AN-065: Publication-selection proxy via firm-race coverage

Firm-race coverage proxy for the publication-selection alternative. In the runoff-eligible 172-muni sample, sponsored polls of firms with NO media coverage show MORE bias (mean error +15.2 pp, n=10) than sponsored polls of firms WITH coverage (+7.2 pp, n=28) — the opposite of what publication selection predicts. n=10 is too thin for inference, but the direction does not support publication selection driving the headline.

Hypothesis: H1: Self-sponsored polls overstate the sponsoring candidate
Confidence: yellow
Type: descriptive

Design

Sample: All cand_poll rows with matched_share==1, joined to AN-025's 172-muni runoff-eligible sample on (muni_id, institute). Three strata: outside_an025 (no coverage data), in_an025_no_hit, in_an025_any_hit.
Specification: Descriptive: mean error by (sponsored × coverage stratum). No regression; n=10 in the no-hit sponsored stratum is too thin.
Comparator: Firm-race coverage indicator from AN-025 (any_hit = n_hits ≥ 1 on the Google News firm-race query).
Notes: Firm-race coverage is a coarse proxy for per-poll publication. The clean test (per-poll publication status) would require a per-protocol scrape — flagged in todo.md G2 as data-limited.

Script: source/analysis/an-065-coverage-proxy.py
Target: build/table/an-065-coverage-proxy.csv
Status: interpreted · 2026-06-14
Created: 2026-06-14

Question

GPT-5-pro's 2026-06-14 pre-submission review flagged that the intro's "the universe of registered polls plausibly includes slanted polls that never reached the wider electorate" assertion deserves a direct empirical test (G2 in docs/todo.md).

The clean test — does β differ between published and unpublished sponsored polls? — requires per-poll publication status. The Google News scrape from AN-025 queries firm-name × race-name, not per-protocol; so the cleanest test the data permits is a firm-race coverage proxy.

Design

Join cand_poll.parquet to AN-025's media_amplification.csv on (muni_id, institute). Three strata for each candidate-poll row:

Stratum	Meaning	n (total)	n (sponsored_by==1)
`outside_an025`	muni not in the 172-muni runoff-eligible AN-025 sample (no data)	15,674	412
`in_an025_no_hit`	firm-race in the sample, any_hit = 0	955	10
`in_an025_any_hit`	firm-race in the sample, any_hit ≥ 1	6,036	28

Only 38 of the 450 sponsored polls fall in the runoff-eligible sample where the coverage indicator exists. The runoff-eligible sample over-represents large pollsters in big munis — exactly the firms that §sec:within-firm shows do not carry the headline slant.
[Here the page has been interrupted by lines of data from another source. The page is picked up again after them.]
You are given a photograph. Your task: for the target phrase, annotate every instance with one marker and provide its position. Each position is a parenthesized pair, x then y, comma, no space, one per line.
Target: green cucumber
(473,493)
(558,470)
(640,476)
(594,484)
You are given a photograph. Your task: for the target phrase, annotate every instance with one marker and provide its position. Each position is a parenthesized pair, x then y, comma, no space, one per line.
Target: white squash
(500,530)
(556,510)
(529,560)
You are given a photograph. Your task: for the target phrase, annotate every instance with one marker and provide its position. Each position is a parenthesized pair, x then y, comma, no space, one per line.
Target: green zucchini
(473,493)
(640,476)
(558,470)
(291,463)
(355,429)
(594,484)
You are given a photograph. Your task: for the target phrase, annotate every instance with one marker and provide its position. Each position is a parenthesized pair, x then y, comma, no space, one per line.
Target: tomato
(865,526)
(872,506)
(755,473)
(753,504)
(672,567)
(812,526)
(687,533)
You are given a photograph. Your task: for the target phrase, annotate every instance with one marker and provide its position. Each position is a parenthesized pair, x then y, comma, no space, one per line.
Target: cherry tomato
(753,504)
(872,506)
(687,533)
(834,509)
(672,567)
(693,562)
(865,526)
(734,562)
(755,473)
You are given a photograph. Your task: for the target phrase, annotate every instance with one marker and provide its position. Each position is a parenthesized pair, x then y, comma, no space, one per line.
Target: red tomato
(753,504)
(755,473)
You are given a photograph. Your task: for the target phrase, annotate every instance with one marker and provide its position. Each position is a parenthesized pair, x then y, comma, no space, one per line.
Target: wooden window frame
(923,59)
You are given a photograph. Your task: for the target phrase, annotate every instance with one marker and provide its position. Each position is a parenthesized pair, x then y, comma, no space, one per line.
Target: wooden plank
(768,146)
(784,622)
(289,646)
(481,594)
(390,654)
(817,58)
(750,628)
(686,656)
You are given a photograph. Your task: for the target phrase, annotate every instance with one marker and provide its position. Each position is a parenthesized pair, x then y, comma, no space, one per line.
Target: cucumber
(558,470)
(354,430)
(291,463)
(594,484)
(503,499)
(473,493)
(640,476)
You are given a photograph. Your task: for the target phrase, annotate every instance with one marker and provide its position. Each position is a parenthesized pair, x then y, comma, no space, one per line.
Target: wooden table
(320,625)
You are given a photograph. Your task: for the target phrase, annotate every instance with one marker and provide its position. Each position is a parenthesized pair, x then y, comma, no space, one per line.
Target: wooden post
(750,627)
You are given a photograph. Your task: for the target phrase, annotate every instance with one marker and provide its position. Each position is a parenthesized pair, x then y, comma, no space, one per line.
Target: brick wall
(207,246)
Sponsored polls from small low-volume firms (where the slant concentrates) are mostly in outside_an025, where no coverage data exists.

Results

Coverage stratum	n	Sponsored mean error (pp)	Non-sponsored mean error (pp)	Within-stratum sponsored–not gap (pp)
`outside_an025` (no coverage data)	412 / 15,262	+8.49	+0.56	+7.93
`in_an025_no_hit`	10 / 945	+15.17	+1.21	+13.96
`in_an025_any_hit`	28 / 6,008	+7.24	+1.69	+5.55

Interpretation

The publication-selection alternative predicts that sponsored polls of firms with no media coverage should show lower error than sponsored polls of covered firms — because slanted polls would be filtered out before reaching media. The observed pattern is the opposite:

Sponsored mean error in in_an025_no_hit cells: +15.2 pp (n=10)
Sponsored mean error in in_an025_any_hit cells: +7.2 pp (n=28)

The within-stratum sponsored-vs-not gap is +14 pp in the no-hit stratum vs +5.6 pp in the any-hit stratum — sponsor bias is larger in uncovered firm-race cells. n=10 is too thin for inference, but the direction does not support publication selection driving the headline.

Caveats

This is a proxy, not the clean test:

Firm-race, not per-poll. A firm could have any media hits in a race but specific polls of theirs might not have been published. We cannot identify which protocols were published.
Small n in the no-hit sponsored stratum. Only 10 sponsored polls fall in the no-hit cells; the mean estimate is noisy.
Runoff-eligible sample is the wrong tail. The small low-volume pollsters that carry the headline slant (§sec:within-firm) serve smaller munis where AN-025's Google News scrape doesn't have data at all. The descriptive evidence here is informative about the outside_an025 polls only indirectly (mean error +8.5 pp on n=412, broadly consistent with the headline).

A direct per-poll test would require a per-protocol scrape with poll dates and firm names — flagged in docs/todo.md G2 as data-limited.

Follow-ups

A per-protocol Google News scrape would enable the clean version of this test. Cost: re-scrape with poll-date queries; non-trivial.
Within-firm β by coverage tier (already in §sec:within-firm via the AN-025 cross-link) is a complementary cut.